Here are some crappy pics, I will definitely will try to get some better ones, this tegu is beautiful!


----------



## tegus4life (Feb 2, 2013)

They will tail whip and try to bite, mine did when she was littler, your tegu is scared and is trying to protect itself. If I were you I would give her/him a week or two to get settled in to it's new home. I know a lot of people recommend feeding in separate bins, but for the first few weeks I would say just feed in it's cage, just until it's used to it's environment and you aren't stressing it out much. A tegu that is stressed will be less likely to eat too so that may be part of your problem. For now, I would just leave him/her alone and let your new tegu acclimate to everything. It will get better with time and as your tegu gets bigger it will very likely gain more confidence.


----------



## leosbybam (Feb 2, 2013)

You gotta give him time to settle in..Right now he thinks you are trying to eat him.Let him come to you.There's plenty of info on this site to help you with the taming process..Don't force it...


----------



## ebola (Feb 2, 2013)

Well after taking the pics and posting that it fell asleep on my hand!

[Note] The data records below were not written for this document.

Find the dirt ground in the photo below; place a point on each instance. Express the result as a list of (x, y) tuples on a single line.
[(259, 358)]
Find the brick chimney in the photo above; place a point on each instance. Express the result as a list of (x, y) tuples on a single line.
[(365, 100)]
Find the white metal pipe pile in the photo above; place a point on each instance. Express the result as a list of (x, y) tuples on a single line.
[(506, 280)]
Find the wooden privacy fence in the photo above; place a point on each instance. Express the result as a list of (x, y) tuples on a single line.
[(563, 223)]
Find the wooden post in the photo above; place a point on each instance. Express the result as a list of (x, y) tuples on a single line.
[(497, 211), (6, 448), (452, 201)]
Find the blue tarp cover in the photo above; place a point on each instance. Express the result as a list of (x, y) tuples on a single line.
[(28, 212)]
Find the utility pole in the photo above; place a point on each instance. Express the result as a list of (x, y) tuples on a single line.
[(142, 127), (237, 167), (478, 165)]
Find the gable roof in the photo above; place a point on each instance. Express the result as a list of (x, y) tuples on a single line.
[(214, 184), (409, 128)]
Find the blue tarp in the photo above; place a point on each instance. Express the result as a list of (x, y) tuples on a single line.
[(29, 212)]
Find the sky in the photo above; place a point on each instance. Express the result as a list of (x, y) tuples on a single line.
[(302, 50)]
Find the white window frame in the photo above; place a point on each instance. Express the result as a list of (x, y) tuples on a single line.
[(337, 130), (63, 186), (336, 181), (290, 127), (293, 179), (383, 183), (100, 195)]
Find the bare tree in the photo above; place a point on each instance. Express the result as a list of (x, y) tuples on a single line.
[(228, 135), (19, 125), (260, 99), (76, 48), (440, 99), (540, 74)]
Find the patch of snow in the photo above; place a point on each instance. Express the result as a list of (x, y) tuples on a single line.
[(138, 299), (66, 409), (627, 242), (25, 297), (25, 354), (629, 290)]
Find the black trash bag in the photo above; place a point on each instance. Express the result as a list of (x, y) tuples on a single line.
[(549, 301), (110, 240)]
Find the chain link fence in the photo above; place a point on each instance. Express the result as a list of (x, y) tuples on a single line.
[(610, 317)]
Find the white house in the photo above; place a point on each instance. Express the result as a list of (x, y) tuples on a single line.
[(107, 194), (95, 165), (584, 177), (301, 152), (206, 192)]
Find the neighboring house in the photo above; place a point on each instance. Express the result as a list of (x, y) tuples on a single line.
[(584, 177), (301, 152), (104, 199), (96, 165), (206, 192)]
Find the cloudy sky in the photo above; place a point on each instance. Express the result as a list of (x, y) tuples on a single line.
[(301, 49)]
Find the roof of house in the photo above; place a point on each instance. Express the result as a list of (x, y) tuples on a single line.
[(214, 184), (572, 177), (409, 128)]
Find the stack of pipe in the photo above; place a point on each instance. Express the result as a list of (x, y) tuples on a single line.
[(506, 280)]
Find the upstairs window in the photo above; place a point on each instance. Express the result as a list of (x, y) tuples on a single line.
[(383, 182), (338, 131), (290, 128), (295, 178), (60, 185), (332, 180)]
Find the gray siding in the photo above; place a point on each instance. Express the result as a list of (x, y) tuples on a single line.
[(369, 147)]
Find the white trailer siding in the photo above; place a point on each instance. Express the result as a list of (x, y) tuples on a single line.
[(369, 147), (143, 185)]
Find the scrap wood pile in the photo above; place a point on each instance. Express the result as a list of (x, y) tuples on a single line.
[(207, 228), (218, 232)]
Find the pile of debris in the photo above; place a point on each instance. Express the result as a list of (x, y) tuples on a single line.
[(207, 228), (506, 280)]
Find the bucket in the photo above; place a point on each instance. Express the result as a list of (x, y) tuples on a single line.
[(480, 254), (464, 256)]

Is that normal? Kinda a big jump from being all feisty haha. Ya the process will definitely be slow, I'm just trying to hold it a little each day. Also I was told it may not have been being cared for properly before it got it.  So that probably doesn't help with it being nervous. I should also mention this is my first tegu, but I am an experienced reptile keeper


----------



## Rhetoric (Feb 2, 2013)

I would leave it alone for a week or so. It probably "slept" in your hand because its scared. It is a nice looking tegu though.


----------



## ebola (Feb 2, 2013)

Ok will do. It is in a temp cage and I will be setting up its real cage tomorrow and moving it. I think I will feed it in it's cage for now, I want to make sure it is getting enough to eat. Then move to a feeding bin after a week or two, is that a good plan? Or keep trying the feeding bin?


----------



## james.w (Feb 2, 2013)

Feed in the cage. Who did you get it from?


----------



## ebola (Feb 3, 2013)

Not sure who bred it. I bought it off a friend.


----------